Internet of Things, wearables and environmental sensors require new features and battery designs that traditional battery technologies simply cannot provide. This has opened the door to innovation and added a new dimension to the global competition between battery suppliers.

Batteries are assuming new form factors, becoming ultrathin, flexible, rollable, stretchable etc. The technology is in a state of rapid progress as new designs, methods and modified chemistries are frequently announced.

The business landscape is also being dramatically altered as many companies are now gearing up to progress their lab-scale technologies into mass production.

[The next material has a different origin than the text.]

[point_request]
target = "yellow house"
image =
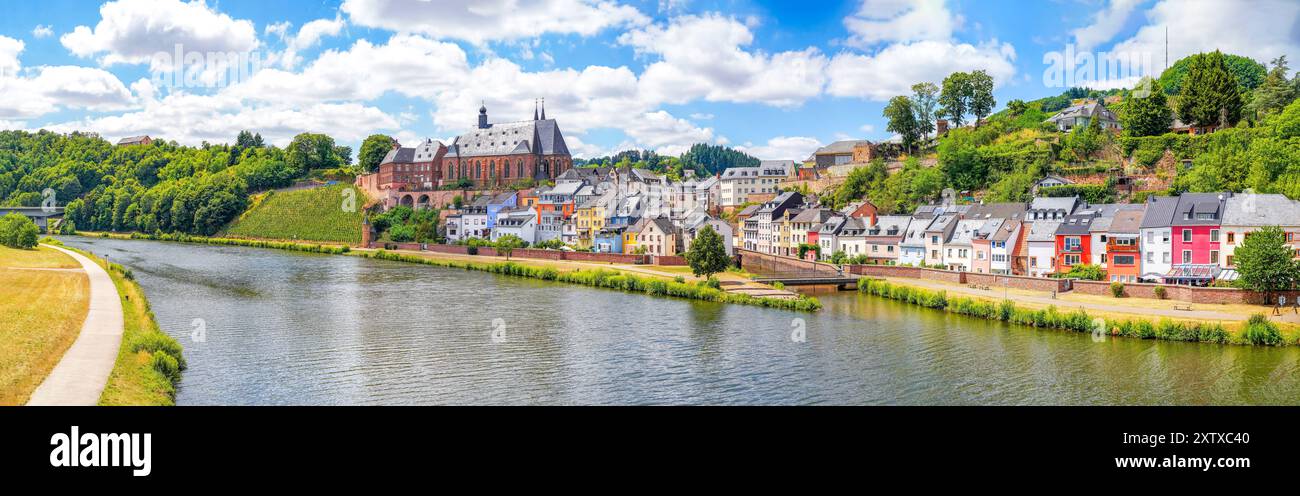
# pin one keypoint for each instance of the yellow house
(589, 220)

The emergence of new addressable market categories has dramatically changed the composition of the target market. Traditionally, the micropower thin and printed batteries were used in skin patches, RFID tags and smart cards. Today, however, many new emerging applications have appeared, enticing many large players to enter the market that was once populated predominantly by small firms.

Technology and market landscape

The change in target markets is inevitably causing change in the technology landscape, too. This means that the market in 2026 will look vastly different from that in 2016, both on the technology and market level.

The market and technology landscape is complex. There are no black-and-white and clear technology winners and the definition of market requirements is in a constant state of flux. Indeed, on the technology side, there are many solutions that fall within the broad category of thin-film, flexible or printed batteries. These include printed batteries, thin-film batteries, laminar lithium-polymer batteries, advanced lithium-ion batteries, micro-batteries, stretchable batteries, thin flexible supercapacitors. It is therefore confusing technology landscape to navigate and betting on the right technology is not straightforward.

On the market side, many applications are still emerging and the requirements are fast evolving. The target markets are also very diverse and not overlapping, each with different requirements for power, lifetime, thinness, cost, charging cycles, reliability, flexibility etc. This diversity of requirements means that no thin-film battery solution offers a one-size-fits-all solution.

Applications

Wearable technology and electronic textiles are major growth areas for thin-film and flexible batteries. Conventional secondary batteries may meet the energy requirements of wearable devices, but they struggle to achieve flexibility, thinness and light weight.

These new market requirements open up the space for energy storage solutions with novel form factors. Indeed, the majority of thin-film battery companies tell us that they have ongoing projects in the wearable technology field. High-energy thin film batteries have the highest potential here followed by printed rechargeable zinc battery provided the latter can improve.

The healthcare sector is also a promising target market. Skin patches using printed batteries are already a commercial reality while IDTechEx anticipates that the market for disposable medical devices requiring micropower batteries will also expand. This is a hot space as the number of skin patch companies is rapidly rising. Here, printed zinc batteries have the highest potential but price needs to continue falling before a higher market uptake takes place. Here, too, new form factors will be the key differentiator compared to the high-volume incumbents such as coin cell batteries. Medical diagnostic devices and medical sensors are also promising markets, although the current thin battery technology is not mature enough yet to be applied straightaway. Wireless sensors/networks application is another important trend. Here, there is a trend to combine energy harvesting with thin batteries with superior form factors. Active and battery-assisted passive RFID is also a potential target market although coin-cells are the main solutions unless there is a stringent requirement for laminar or flexible design such as in car plates. It is also in these small niches that thin-film batteries might find place.

Smart cards also remain an attractive sector and several thin-film battery technologies have been optimised to meet the lamination requirements for card manufacture. The price is, however, too steep and lifetime too low for primary batteries (and charging challenging for secondary ones) to enable widespread market penetration. The emerging of online and mobile banking carries a long-term threat of substitution.